State v. Alfonzo C. Loayza, 2018AP2066-CR, petition for review of a per curiam opinion granted 6/16/20; case activity

Issue (from the State’s petition for review):

It is well established that a DOT record is competent proof of a defendant’s prior conviction and can therefore be used to enhance the defendant’s sentence. It is also  well established  that a defendant may challenge the existence of a  conviction listed on a DOT record. But currently, there is no accepted procedure for how a defendant should challenge the existence of a conviction listed in a DOT record and what burden he must satisfy to make a DOT record so unreliable that it no longer qualifies as competent proof of the conviction.

Do the lack of a judgment of conviction for a prior offense and other documents that “support the inference” that the conviction does not exist render a Wisconsin DOT driving record that lists the conviction so unreliable that it is no longer competent proof of the conviction?
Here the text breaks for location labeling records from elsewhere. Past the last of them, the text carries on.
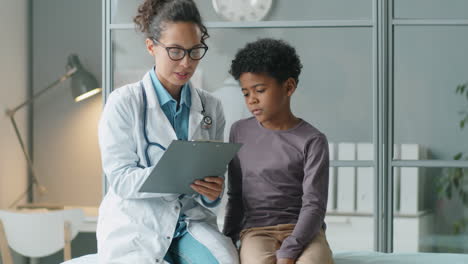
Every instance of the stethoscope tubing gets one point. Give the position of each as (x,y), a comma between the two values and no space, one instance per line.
(145,134)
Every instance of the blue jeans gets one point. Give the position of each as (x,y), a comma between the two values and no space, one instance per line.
(187,250)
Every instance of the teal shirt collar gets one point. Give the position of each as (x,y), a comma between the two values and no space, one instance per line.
(163,95)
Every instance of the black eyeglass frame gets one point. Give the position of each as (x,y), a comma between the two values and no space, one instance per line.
(186,51)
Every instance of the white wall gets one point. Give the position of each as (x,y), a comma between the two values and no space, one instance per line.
(65,143)
(13,90)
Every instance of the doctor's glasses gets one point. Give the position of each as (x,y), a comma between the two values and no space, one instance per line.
(178,53)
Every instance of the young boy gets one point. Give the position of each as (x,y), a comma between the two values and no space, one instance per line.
(278,182)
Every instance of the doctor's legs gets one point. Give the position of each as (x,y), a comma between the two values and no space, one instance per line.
(187,250)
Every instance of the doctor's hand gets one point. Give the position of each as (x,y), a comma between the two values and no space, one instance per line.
(210,187)
(286,261)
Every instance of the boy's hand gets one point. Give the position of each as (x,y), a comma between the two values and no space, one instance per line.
(210,187)
(286,261)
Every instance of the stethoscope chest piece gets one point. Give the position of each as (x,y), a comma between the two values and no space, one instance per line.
(207,122)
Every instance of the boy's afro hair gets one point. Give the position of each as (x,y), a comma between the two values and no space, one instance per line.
(273,57)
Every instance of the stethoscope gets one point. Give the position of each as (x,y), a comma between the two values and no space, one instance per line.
(206,123)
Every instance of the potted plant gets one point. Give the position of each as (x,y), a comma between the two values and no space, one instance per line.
(455,181)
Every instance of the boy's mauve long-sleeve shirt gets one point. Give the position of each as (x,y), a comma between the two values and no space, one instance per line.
(278,177)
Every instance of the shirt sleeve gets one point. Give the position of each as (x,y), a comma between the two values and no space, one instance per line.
(314,199)
(234,208)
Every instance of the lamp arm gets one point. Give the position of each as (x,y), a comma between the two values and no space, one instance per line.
(11,115)
(11,112)
(28,160)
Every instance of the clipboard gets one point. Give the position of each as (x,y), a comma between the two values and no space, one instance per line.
(186,161)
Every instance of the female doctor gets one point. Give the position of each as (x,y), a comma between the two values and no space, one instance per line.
(138,123)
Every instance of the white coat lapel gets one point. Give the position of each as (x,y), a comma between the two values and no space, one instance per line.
(158,128)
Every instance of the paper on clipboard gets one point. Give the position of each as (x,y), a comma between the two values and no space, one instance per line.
(186,161)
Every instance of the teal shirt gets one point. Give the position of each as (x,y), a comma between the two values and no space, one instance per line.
(178,115)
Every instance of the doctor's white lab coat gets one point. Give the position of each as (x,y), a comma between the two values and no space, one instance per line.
(134,227)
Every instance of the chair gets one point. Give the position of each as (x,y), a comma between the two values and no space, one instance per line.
(38,234)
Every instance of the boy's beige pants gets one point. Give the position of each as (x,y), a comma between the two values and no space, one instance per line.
(259,246)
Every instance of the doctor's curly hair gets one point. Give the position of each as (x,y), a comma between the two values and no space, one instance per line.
(154,14)
(273,57)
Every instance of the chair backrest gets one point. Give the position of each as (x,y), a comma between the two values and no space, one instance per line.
(39,234)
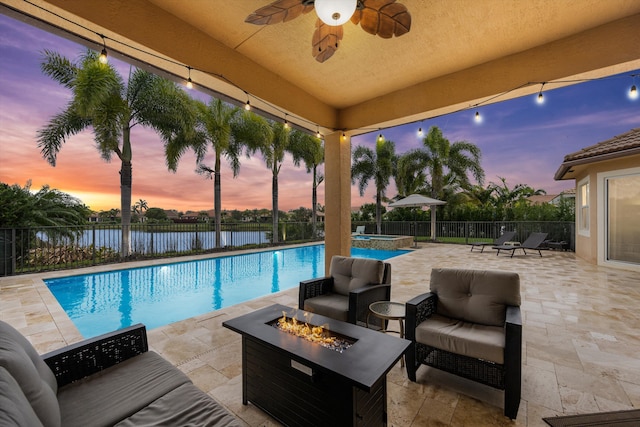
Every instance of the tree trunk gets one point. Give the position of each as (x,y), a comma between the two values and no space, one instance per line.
(274,205)
(126,179)
(125,207)
(217,200)
(378,212)
(314,203)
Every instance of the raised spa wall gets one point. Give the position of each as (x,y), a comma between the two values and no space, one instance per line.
(386,243)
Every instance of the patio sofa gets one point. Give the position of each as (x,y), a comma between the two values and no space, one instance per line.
(110,380)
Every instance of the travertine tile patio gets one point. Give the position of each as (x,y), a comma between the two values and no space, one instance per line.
(581,346)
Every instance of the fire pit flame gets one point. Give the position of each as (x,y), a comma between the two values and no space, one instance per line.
(316,334)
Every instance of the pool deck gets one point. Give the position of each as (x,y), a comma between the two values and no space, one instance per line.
(581,345)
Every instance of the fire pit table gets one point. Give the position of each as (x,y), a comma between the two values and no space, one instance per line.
(301,383)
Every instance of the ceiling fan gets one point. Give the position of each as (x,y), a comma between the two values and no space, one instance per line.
(384,18)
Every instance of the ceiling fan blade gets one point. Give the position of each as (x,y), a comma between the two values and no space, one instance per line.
(279,11)
(384,18)
(326,40)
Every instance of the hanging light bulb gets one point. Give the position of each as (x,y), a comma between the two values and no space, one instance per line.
(540,99)
(189,83)
(103,58)
(335,12)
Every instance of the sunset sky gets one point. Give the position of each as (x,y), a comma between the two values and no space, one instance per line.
(520,140)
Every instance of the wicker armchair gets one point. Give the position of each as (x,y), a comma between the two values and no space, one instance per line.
(470,325)
(352,285)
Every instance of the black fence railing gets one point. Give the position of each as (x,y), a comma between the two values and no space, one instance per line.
(31,250)
(475,231)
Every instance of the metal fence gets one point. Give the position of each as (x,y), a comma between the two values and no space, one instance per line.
(31,250)
(465,232)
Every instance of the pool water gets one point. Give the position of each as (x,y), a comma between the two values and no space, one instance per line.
(162,294)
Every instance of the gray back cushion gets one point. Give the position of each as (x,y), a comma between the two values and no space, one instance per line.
(477,296)
(353,273)
(15,409)
(27,368)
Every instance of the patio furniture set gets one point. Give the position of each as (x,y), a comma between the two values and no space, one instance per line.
(469,324)
(110,380)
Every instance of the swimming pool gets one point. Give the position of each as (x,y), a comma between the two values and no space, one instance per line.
(162,294)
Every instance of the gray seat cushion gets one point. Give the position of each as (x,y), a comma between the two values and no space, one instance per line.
(15,409)
(476,296)
(353,273)
(118,392)
(185,406)
(459,337)
(330,305)
(36,380)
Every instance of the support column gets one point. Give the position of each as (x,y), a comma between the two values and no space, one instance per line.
(337,196)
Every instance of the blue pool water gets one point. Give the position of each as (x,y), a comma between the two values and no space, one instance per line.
(162,294)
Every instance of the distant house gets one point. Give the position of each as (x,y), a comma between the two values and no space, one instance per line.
(607,178)
(553,199)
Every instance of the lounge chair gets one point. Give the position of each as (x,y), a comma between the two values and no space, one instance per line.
(359,230)
(533,242)
(507,236)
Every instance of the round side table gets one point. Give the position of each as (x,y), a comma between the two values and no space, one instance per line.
(388,310)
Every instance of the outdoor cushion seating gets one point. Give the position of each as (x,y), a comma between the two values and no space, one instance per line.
(110,380)
(534,242)
(470,325)
(507,236)
(352,285)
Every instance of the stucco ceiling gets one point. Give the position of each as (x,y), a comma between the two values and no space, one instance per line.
(458,53)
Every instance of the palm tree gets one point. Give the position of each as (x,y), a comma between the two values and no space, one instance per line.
(409,175)
(456,159)
(139,207)
(507,197)
(309,149)
(219,127)
(273,145)
(102,101)
(377,165)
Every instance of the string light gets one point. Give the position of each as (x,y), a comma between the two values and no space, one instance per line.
(103,58)
(189,82)
(540,99)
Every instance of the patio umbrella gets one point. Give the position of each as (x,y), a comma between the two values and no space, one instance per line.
(418,201)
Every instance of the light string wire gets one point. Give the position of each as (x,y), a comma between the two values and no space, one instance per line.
(272,106)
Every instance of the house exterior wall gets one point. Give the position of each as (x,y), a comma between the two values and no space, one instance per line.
(588,246)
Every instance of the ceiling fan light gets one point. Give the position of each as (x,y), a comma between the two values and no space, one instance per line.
(335,12)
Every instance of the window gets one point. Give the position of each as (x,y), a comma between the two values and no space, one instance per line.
(583,207)
(623,227)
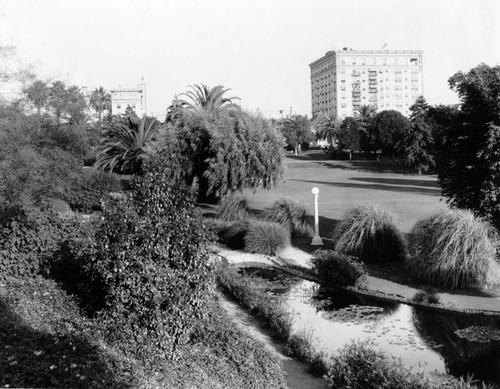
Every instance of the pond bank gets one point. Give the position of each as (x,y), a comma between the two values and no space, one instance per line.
(373,286)
(297,376)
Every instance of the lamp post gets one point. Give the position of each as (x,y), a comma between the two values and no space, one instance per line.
(316,239)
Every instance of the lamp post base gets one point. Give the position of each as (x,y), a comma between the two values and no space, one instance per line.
(317,241)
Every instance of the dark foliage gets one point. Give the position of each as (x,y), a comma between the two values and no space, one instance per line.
(469,167)
(151,252)
(386,129)
(337,269)
(290,214)
(369,232)
(266,238)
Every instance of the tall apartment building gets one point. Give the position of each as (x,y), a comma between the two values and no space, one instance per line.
(345,79)
(133,98)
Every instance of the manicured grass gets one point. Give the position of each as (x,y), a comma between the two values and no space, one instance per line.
(344,183)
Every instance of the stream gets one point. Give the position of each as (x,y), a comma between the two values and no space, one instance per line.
(431,340)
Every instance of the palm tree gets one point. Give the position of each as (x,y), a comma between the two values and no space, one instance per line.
(364,114)
(328,128)
(202,97)
(123,146)
(419,109)
(57,98)
(38,94)
(100,100)
(174,112)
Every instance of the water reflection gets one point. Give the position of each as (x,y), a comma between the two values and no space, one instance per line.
(461,355)
(421,337)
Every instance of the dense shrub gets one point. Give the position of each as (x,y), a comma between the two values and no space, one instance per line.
(455,249)
(233,207)
(152,254)
(360,366)
(266,238)
(290,214)
(369,233)
(272,313)
(27,237)
(337,269)
(234,236)
(88,191)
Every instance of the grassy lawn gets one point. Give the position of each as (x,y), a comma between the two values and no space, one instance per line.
(342,184)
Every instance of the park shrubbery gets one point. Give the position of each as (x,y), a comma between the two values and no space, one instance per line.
(290,214)
(266,237)
(455,249)
(369,232)
(337,269)
(361,366)
(233,207)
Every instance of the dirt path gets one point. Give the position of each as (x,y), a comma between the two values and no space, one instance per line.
(297,375)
Apparently the circuit court relied on a DOT record and documents from Loayza’s 1991 California OWI conviction, which mentioned prior convictions, as proof of his 1990 California OWI conviction. The court of appeals reversed due to the absence of a judgment of conviction for the 1990 California offense. The State asks SCOW to hold that “to overcome a DOT record listing an OWI conviction, a defendant must do more than point to the absence of a judgment of conviction for that offense and evidence that supports an inference that the conviction does not exist. He or she should have to prove that the DOT record is inaccurate and that the conviction does not exist.”